Actaeon grunted, breath catching in frustration. He tried again, shifting his stance, but the man's sheer weight and dead stillness made it impossible.

Finally, Actaeon dropped to a crouch beside him and sighed.

"Fine," he muttered. "Sleep under the stars, mountain."

He grabbed a thick wool cloak from the cabin, draped it over Tazan's back, and sat beside him, watching the treetops sway in the night wind.

For a long time, he said nothing.

Then, under his breath:

"You carried all of us.

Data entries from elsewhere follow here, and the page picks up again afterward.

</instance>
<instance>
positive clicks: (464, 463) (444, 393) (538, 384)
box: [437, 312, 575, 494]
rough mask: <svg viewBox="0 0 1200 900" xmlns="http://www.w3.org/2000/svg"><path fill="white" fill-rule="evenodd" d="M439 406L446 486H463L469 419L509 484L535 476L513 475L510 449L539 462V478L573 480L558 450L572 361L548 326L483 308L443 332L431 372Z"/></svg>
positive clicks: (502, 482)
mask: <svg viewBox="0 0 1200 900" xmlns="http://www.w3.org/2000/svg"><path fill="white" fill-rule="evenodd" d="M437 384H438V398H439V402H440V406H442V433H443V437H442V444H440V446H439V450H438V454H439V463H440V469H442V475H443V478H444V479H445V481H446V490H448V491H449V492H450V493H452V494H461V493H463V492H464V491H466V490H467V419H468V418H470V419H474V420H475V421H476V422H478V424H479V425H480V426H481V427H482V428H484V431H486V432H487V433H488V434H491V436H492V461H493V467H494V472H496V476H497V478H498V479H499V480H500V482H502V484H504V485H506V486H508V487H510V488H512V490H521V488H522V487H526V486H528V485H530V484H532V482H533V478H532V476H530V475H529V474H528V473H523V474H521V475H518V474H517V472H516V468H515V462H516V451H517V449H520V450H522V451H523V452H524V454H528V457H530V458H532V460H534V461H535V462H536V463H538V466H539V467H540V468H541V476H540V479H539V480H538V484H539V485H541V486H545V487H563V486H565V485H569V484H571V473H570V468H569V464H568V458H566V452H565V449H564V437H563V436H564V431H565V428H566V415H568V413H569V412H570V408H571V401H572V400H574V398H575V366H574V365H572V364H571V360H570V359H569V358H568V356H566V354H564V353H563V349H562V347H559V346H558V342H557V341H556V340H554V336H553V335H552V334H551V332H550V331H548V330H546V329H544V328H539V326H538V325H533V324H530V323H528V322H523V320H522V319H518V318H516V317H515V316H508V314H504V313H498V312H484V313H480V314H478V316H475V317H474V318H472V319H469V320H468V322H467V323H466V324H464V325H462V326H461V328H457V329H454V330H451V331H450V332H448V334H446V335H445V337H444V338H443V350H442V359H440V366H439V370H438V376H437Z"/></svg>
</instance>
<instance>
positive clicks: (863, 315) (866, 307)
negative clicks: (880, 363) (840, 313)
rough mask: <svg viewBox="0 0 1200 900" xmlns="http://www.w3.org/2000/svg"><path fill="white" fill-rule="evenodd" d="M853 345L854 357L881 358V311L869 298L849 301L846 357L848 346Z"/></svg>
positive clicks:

Let the world carry you—for once."

The night air settled heavy over the forest, the flicker of stars barely piercing the dark canopy. Actaeon sat silently beside the sleeping giant, the weight of unspoken fears pressing between them like the shadows around.

Far from the quiet woods, in the heart of Lumen, the city's pulse beat steady beneath flickering lantern light.

Nex paused at the edge of a quiet street, his eyes settling on the modest manor ahead.

Unlike the grand estates lining the upper district, this home was humble—wooden beams weathered by time, a small garden patch struggling against the cobblestones.

It looked less like a seat of power and more like the residence of a minor noble, or perhaps a retired knight.

Sao noticed Nex's gaze lingering on the modest facade and smirked. "I know what you're thinking—looks like a fallen noble's house, doesn't it? But this is the home of the strongest noble in the empire."

As Nex was escorted inside, the Dark Knights returned silently to their posts outside the small manor, their armor gleaming faintly in the fading light. 

The heavy wooden door creaked shut behind them, sealing Nex within the quiet, shadowed halls of power.

What happens next within these walls will decide whether Nex claims his rightful place—or vanishes into the shadows forever.